Listen: Alistair Maclean on gathering corruption intelligence through mandatory notifications

By The Mandarin

Monday February 13, 2017

Alistair Maclean

Heads of Victorian public sector agencies and local councils are now required to report suspected corrupt conduct to the Independent Broad-based Anti-corruption Commission — previously a discretionary matter.

Very few notifications become IBAC investigations, less than 1% based on recent discretionary referrals, says IBAC CEO Alistair Maclean in an interview about this new requirement and what it means for the Victorian public sector. Some may be referred to another body, or not pursued.

If so few result in IBAC investigations couldn’t it be seen as a waste of time?

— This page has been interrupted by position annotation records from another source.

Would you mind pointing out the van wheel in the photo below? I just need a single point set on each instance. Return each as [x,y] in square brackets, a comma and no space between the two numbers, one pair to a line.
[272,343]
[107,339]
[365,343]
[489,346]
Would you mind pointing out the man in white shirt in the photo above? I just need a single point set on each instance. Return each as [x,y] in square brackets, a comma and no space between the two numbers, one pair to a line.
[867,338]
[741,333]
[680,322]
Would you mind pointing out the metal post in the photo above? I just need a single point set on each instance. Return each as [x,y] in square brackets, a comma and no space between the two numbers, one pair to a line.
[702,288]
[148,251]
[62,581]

No so, Maclean explains:

“From a strategic point of view, it provides both us and the public sector an opportunity to build an accurate picture of corruption risks across the public sector agencies and then respond accordingly to prevent corruption conduct from occurring in the first place.

“So it’s not just about us responding to a specific complaint or notification of suspected conduct and investigating that specific complaint, it’s also about a more strategic approach to the risks of corrupt conduct and how we can all work together to prevent that conduct from occurring in the first place.”

Since the change to mandatory reporting in December, there have been some early lessons of the experience:

“There’s some uncertainty around how protected disclosures, in other words the whistleblower regime, interacts with mandatory notifications. To clarify, we treat all complaints and notifications in the same way. They’re assessed as protections under the Protected Disclosure Act and therefore classified as protected disclosures. This includes all notifications made by all principle officers … we’re not doubling up here, we’re trying to make things simple and streamlined for the public sector.”